Customer Segmentation Using Machine Learning

Project Scope: This project is to understand and go through the process of division of customer base into several groups that share a similarity in a ways relevant to marketing techniques or spending habits.

Customer segmentation can be significantly important for the companies, using customer segmentation companies can aim to dig a deeper approach to give more personalize recommendations to customers.

Benefits of customer segmentation.
1. Identify least and most profitable aspects of business.
2. Improved marketing plans based on customer needs.
3. Improved customer service.
4. Gain customers loyalty by offering them great deals and discounted prices on the products of their interest.
5. Establish brand identity.

A. Data Exploration.

Customer_segment <- read.csv("C:/data/Customer_segment.csv", header=TRUE) #reading data
str(Customer_segment)

## 'data.frame':    200 obs. of  5 variables:
##  $ CustomerID            : int  1 2 3 4 5 6 7 8 9 10 ...
##  $ Gender                : Factor w/ 2 levels "Female","Male": 2 2 1 1 1 1 1 1 2 1 ...
##  $ Age                   : int  19 21 20 23 31 22 35 23 64 30 ...
##  $ Annual.Income..k..    : int  15 15 16 16 17 17 18 18 19 19 ...
##  $ Spending.Score..1.100.: int  39 81 6 77 40 76 6 94 3 72 ...

gender_dist = table(Customer_segment$Gender)
barplot(gender_dist, main = "Barplot to display gender comparison",
        ylab = "count",
        xlab="Gender",
        legend=rownames(gender_dist))

hist(Customer_segment$Age,
    col="Red",
    main="Histogram to Show Count of Age ",
    xlab="Age Class",
    ylab="Frequency",
    labels=TRUE)

plot(density(Customer_segment$Annual.Income..k..),
    col="Blue",
    main="Density Plot for Annual Income",
    xlab="Annual Income ",
    ylab="Density")
polygon(density(Customer_segment$Annual.Income..k..),
        col="Blue")

boxplot(Customer_segment$Spending.Score..1.100.,
   horizontal=TRUE,
   col="#990000",
   main="BoxPlot for Descriptive Analysis of Spending Score")
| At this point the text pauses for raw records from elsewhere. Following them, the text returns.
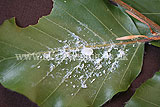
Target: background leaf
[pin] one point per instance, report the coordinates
(148, 94)
(152, 13)
(64, 80)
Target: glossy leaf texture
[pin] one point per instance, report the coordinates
(148, 94)
(152, 13)
(49, 63)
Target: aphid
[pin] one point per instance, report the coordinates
(155, 37)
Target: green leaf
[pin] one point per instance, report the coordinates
(148, 94)
(66, 79)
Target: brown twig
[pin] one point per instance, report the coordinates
(134, 11)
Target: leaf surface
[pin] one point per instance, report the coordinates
(148, 94)
(69, 77)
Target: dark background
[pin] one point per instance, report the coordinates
(28, 12)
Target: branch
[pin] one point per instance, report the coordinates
(134, 11)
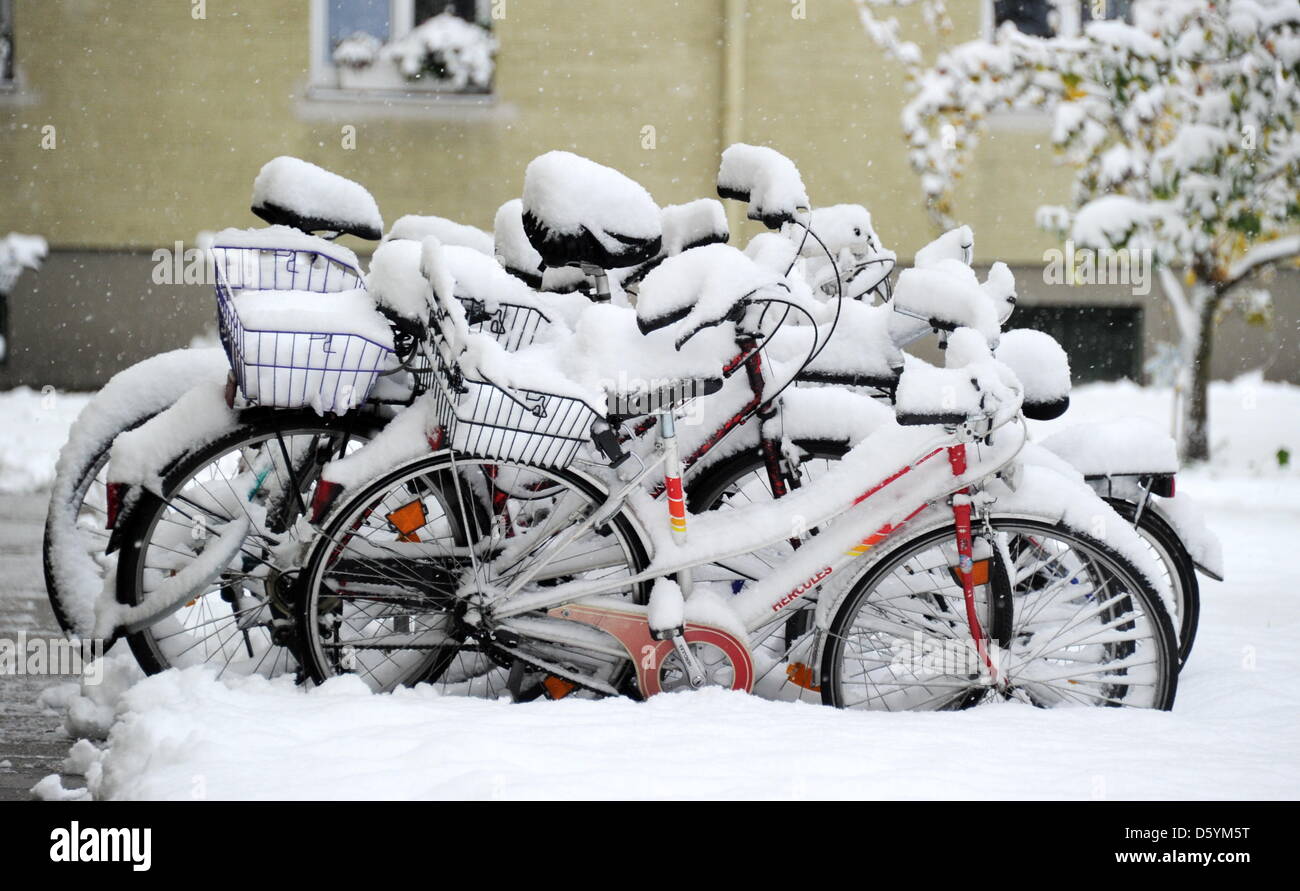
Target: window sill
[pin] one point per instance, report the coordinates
(13, 93)
(329, 102)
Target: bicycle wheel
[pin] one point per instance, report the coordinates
(263, 472)
(76, 536)
(76, 539)
(394, 570)
(742, 480)
(1084, 628)
(1178, 566)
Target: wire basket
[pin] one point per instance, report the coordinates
(531, 427)
(510, 324)
(329, 371)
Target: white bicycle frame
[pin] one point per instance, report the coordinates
(870, 517)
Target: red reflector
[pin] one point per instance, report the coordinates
(113, 502)
(326, 493)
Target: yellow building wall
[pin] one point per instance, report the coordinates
(163, 121)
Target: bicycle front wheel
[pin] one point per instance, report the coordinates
(1082, 627)
(395, 569)
(263, 474)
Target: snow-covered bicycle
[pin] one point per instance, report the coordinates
(417, 575)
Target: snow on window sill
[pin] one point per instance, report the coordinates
(329, 102)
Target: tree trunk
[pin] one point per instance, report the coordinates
(1196, 436)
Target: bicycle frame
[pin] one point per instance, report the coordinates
(870, 519)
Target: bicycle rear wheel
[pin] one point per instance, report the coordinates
(1178, 567)
(1084, 628)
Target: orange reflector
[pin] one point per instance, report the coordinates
(408, 518)
(558, 688)
(801, 675)
(979, 572)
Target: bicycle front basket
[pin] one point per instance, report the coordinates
(330, 371)
(531, 427)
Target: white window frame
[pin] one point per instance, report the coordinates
(8, 81)
(325, 74)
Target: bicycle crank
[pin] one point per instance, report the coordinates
(703, 654)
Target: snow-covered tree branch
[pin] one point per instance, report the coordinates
(1181, 129)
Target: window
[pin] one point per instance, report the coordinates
(1104, 342)
(403, 46)
(1045, 18)
(5, 42)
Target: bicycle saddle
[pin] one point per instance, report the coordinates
(766, 180)
(577, 212)
(293, 193)
(698, 289)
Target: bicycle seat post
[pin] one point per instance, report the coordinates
(601, 279)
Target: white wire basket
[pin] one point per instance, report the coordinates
(531, 427)
(330, 371)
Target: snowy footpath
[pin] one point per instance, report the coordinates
(1234, 731)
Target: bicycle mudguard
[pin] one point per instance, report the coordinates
(178, 589)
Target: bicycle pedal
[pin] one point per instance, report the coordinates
(557, 687)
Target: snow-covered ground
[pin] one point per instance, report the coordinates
(34, 429)
(1233, 734)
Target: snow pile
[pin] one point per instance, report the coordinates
(338, 314)
(417, 228)
(1234, 739)
(953, 245)
(1039, 362)
(447, 48)
(700, 289)
(395, 282)
(315, 195)
(765, 178)
(358, 50)
(693, 224)
(264, 258)
(130, 397)
(1119, 445)
(35, 425)
(970, 385)
(1255, 424)
(570, 198)
(518, 255)
(194, 420)
(945, 294)
(89, 709)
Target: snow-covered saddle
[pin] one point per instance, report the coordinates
(577, 212)
(701, 288)
(293, 193)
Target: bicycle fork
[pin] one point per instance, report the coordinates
(677, 524)
(966, 559)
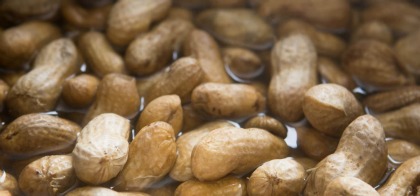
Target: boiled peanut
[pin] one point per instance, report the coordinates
(34, 134)
(152, 51)
(131, 17)
(152, 155)
(225, 186)
(400, 150)
(277, 177)
(333, 73)
(80, 91)
(227, 100)
(294, 72)
(166, 108)
(251, 31)
(116, 93)
(39, 89)
(349, 186)
(49, 175)
(330, 108)
(325, 43)
(185, 145)
(204, 48)
(19, 44)
(403, 180)
(267, 123)
(234, 150)
(99, 55)
(361, 153)
(102, 148)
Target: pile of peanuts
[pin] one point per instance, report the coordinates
(209, 97)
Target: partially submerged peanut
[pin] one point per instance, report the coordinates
(277, 177)
(330, 108)
(227, 100)
(225, 186)
(361, 153)
(293, 73)
(234, 150)
(166, 108)
(49, 175)
(35, 134)
(185, 145)
(152, 155)
(102, 148)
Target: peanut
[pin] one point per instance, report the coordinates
(251, 31)
(349, 186)
(185, 145)
(294, 72)
(131, 17)
(35, 134)
(227, 100)
(166, 108)
(234, 150)
(39, 89)
(79, 92)
(330, 108)
(102, 148)
(277, 177)
(361, 153)
(19, 44)
(49, 175)
(225, 186)
(99, 55)
(117, 94)
(152, 155)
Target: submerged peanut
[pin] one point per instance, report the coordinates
(234, 150)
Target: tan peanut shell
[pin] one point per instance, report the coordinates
(267, 123)
(204, 48)
(20, 43)
(315, 144)
(325, 43)
(277, 177)
(251, 30)
(117, 93)
(334, 73)
(293, 61)
(152, 51)
(128, 18)
(102, 148)
(374, 64)
(225, 186)
(326, 14)
(181, 78)
(234, 150)
(330, 108)
(361, 153)
(403, 123)
(39, 89)
(80, 91)
(34, 134)
(185, 145)
(99, 54)
(152, 155)
(227, 100)
(401, 150)
(49, 175)
(166, 108)
(349, 186)
(392, 99)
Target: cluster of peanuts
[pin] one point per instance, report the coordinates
(209, 97)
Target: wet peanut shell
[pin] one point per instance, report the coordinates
(34, 134)
(234, 150)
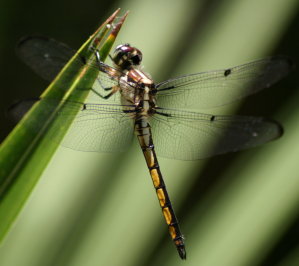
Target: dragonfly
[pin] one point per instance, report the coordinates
(125, 100)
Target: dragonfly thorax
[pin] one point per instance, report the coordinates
(126, 56)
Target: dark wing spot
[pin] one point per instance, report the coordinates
(227, 72)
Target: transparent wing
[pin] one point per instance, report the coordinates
(46, 57)
(190, 136)
(96, 127)
(99, 128)
(216, 88)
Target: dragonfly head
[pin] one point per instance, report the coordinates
(126, 56)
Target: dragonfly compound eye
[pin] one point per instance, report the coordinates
(126, 56)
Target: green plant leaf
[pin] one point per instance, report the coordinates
(25, 153)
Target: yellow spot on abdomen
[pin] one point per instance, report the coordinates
(172, 232)
(161, 197)
(149, 157)
(155, 177)
(167, 215)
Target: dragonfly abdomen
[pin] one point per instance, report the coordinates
(144, 135)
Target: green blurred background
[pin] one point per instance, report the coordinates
(101, 209)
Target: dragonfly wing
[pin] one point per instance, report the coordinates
(190, 135)
(220, 87)
(43, 55)
(95, 127)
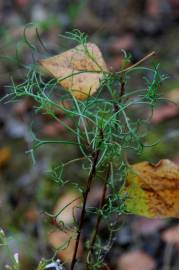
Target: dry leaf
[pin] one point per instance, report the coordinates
(67, 240)
(136, 260)
(171, 235)
(153, 190)
(85, 59)
(5, 155)
(72, 201)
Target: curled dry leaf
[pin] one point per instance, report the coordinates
(72, 202)
(65, 240)
(78, 70)
(136, 260)
(153, 189)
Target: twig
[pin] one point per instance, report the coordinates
(98, 221)
(85, 197)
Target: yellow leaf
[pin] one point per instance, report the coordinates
(79, 70)
(153, 189)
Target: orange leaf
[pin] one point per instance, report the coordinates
(78, 70)
(153, 189)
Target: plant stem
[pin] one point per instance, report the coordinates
(83, 212)
(98, 221)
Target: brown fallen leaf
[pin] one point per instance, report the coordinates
(136, 260)
(147, 226)
(78, 70)
(5, 155)
(171, 235)
(72, 201)
(165, 112)
(67, 240)
(153, 189)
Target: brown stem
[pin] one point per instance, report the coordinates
(83, 212)
(98, 221)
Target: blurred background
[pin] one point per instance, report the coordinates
(26, 190)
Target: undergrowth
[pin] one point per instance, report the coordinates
(105, 131)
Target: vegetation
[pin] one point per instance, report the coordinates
(102, 127)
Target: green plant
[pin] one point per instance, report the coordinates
(104, 130)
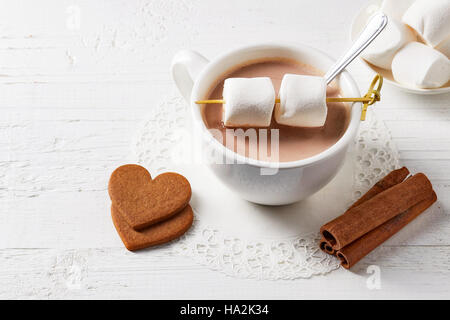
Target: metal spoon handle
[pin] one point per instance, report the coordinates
(373, 28)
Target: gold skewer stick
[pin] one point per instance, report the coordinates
(372, 96)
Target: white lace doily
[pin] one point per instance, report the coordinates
(245, 240)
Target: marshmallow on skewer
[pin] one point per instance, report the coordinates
(383, 49)
(421, 66)
(249, 102)
(444, 47)
(430, 18)
(395, 8)
(302, 101)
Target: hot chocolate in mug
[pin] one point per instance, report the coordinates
(264, 182)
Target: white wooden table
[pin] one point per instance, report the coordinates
(77, 76)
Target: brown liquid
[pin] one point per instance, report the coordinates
(294, 143)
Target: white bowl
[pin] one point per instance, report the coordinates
(358, 24)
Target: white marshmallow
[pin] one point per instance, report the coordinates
(444, 47)
(383, 49)
(248, 102)
(395, 8)
(421, 66)
(430, 18)
(302, 101)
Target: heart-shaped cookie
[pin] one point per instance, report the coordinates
(159, 233)
(143, 201)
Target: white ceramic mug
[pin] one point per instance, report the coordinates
(293, 181)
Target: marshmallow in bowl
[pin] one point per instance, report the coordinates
(444, 47)
(431, 20)
(395, 8)
(419, 65)
(248, 102)
(383, 49)
(302, 101)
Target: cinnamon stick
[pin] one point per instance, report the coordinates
(390, 180)
(372, 213)
(358, 249)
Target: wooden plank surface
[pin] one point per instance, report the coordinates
(76, 77)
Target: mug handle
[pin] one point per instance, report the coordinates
(185, 68)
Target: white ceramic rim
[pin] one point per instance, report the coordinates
(406, 88)
(343, 142)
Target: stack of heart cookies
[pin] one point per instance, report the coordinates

K means clustering algorithm

As the name suggest , it is a clustering algorithm. K - means is one of the most popular Clustering algorithm. NUmber of optimal clusters will be defined by user.

There are three methods to choose optimal number of customers: 1. Elbow method 2. Silhouette method 3. Gap Statistic.

Elbow method

library(purrr)
set.seed(123)
# function to calculate total intra-cluster sum of square 
iss <- function(k) {
  kmeans(Customer_segment[,3:5],k,iter.max=100,nstart=100,algorithm="Lloyd" )$tot.withinss
}

k.values <- 1:10


iss_values <- map_dbl(k.values, iss)

plot(k.values, iss_values,
    type="b", pch = 19, frame = FALSE, 
    xlab="Number of clusters K",
    ylab="Total intra-clusters sum of squares")

Silhouette method

library(cluster) 
library(gridExtra)
library(grid)


k2<-kmeans(Customer_segment[,3:5],2,iter.max=100,nstart=50,algorithm="Lloyd")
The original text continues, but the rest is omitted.